In the United States, by contrast, the unwritten one-drop rule mandated that anyone with any African genetic heritage, visible or not, was “colored” or “Negro” or “black.” As far as Jim Crow was concerned, no one was mulatto or biracial. If you had one black parent and one white parent, you were unambiguously and permanently black. If you happened to think otherwise—and decided, say, to use the “white” restroom or water fountain—you were soon instructed in the error of your ways.

That pattern has never changed, but now it might. Since interracial marriage was made legal throughout the country in 1967 and gradually became socially acceptable, what once was an anomaly has become commonplace. Stanford University sociologist Michael J. Rosenfeld estimated that the number of black-white interracial couples has increased fivefold since 1960, and that in 2000 about 7 percent of all married and cohabitating couples in the country were “interracial.” While Asian-white and Hispanic-white marriages are more numerous, the frequency of black-white marriages—more
“transgressive” of societal norms than other cross-couplings, according to Rosenfeld—is accelerating.
1

A Pew Research Center survey, based on analysis of census data, found that in 2008, a full 22 percent of black male newlyweds married “outside their race.” This reflects what Pew called a “stark” gender difference: Just 9 percent of black female newlyweds had embarked on interracial marriages.
2

Race still matters in love and marriage, but it matters much less now than it did just a few decades ago. I attended the previously all-white Orangeburg High School in the late 1960s, and the students I got to know best were in the fast-track classes. There were not many girls who took the upper-level math and science courses. One who did was Kathy Kovacevich, who was from somewhere up north and didn’t fully understand what race meant in my hometown. Once the two of us were working together on a project, and I gave her a ride to pick up some notes she had left at home. We walked into her house and I froze at the door—I remembered myself. I knew that for a young black man to be alone with a young white woman was asking for a world of trouble, even if I were just sitting on the couch and waiting while she found the papers she was looking for. What if her father came home while I was there? What if the neighbors had seen me go inside? At a minimum, she was risking social ostracism. At worst, I was risking life and limb.

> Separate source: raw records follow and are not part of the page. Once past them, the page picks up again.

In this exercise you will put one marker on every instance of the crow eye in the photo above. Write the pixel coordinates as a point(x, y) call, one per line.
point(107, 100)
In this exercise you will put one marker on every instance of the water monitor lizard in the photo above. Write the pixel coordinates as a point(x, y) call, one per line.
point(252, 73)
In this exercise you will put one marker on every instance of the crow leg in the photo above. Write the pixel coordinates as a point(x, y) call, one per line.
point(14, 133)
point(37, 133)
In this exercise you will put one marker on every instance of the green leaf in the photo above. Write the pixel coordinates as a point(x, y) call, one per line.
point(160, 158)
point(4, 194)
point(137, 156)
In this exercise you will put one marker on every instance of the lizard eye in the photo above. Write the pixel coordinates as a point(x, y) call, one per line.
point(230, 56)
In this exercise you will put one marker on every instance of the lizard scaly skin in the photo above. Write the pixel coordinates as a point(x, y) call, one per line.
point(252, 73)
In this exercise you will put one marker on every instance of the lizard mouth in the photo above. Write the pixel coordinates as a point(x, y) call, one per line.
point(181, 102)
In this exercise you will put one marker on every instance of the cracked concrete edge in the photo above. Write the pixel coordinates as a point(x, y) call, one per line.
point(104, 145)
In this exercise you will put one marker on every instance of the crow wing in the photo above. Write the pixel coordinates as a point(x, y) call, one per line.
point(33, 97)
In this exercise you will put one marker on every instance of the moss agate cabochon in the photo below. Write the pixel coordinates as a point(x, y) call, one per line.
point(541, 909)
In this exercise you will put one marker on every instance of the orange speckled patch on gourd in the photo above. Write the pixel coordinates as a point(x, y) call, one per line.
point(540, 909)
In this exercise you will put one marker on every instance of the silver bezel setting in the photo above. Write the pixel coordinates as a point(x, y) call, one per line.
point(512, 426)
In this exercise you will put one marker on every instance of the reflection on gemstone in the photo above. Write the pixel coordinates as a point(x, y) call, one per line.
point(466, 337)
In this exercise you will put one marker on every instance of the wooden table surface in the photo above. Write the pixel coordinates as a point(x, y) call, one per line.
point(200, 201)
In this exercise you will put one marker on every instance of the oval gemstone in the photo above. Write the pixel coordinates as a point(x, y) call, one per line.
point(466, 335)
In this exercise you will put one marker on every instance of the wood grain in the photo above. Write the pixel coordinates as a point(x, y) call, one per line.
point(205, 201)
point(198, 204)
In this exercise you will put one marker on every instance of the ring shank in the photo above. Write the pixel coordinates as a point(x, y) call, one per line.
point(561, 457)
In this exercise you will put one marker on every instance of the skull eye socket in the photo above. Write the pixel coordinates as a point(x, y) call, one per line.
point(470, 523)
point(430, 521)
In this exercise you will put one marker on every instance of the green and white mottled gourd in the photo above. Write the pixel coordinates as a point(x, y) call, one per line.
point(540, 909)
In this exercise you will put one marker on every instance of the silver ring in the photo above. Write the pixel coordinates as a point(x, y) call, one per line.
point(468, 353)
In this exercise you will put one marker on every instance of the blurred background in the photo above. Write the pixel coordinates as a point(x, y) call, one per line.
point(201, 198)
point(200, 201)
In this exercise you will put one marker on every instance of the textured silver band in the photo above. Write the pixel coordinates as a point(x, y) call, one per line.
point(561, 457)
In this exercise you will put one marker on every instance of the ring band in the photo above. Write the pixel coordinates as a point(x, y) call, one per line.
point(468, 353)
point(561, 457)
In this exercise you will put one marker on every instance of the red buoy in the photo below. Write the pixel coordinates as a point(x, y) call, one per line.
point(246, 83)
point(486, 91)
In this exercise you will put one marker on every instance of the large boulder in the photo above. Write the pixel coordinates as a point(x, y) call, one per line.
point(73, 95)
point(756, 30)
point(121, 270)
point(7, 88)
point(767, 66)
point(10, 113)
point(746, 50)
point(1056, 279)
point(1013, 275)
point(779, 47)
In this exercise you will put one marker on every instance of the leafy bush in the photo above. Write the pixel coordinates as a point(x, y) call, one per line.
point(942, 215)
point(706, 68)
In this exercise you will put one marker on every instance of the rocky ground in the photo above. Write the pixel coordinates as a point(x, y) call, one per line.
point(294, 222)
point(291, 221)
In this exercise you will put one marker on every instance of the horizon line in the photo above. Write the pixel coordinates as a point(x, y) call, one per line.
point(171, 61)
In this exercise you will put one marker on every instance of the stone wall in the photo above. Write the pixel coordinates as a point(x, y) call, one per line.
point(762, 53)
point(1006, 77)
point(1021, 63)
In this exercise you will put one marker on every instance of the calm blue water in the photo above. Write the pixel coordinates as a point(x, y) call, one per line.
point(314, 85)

Today this all sounds ridiculous. But back then, the idea of seeing an interracial couple walking down Russell Street, past the main square with its statue of a Confederate soldier, would have been as far-fetched as the notion of seeing a Martian and a Venusian strolling beneath the Spanish moss down by the Edisto River. The only difference is that the extraterrestrials wouldn’t have risked a beating.

The reality was, of course, that interracial relationships took place all the time. In 2003, when it was revealed that Essie Mae Washington-Williams—a light-skinned black woman—was the daughter of arch-segregationist Strom Thurmond, and that she had attended South Carolina State University in Orangeburg, I called home to tell my family the news. “Oh, we thought you knew,” my mother said. “Everybody knew. All the older people, I mean.”

It turned out that a good friend and longtime coworker of my mother’s had been at SCSU at the same time as Washington-Williams. She had told my mother—and everybody else in town, I guess—about the day when Thurmond had pulled up in a big sedan in front of a building on the SCSU campus and waited patiently until Washington-Williams came out and got into the car. They sped off, and the car brought her back to campus hours later. Apparently Thurmond visited his daughter fairly often and actually paid for her education. While he never could have publicly acknowledged her as family, privately he accepted his paternity and assumed at least some measure of parental responsibility. Since the relationship was not revealed until after Thurmond’s death, no one had the chance to ask him about the obvious conflict between his die-hard insistence on separation of the races, which had been the basis of his failed presidential campaign, and his fatherly concern for the well-being of a child. Not for the first time, philosophy proved no match for biology.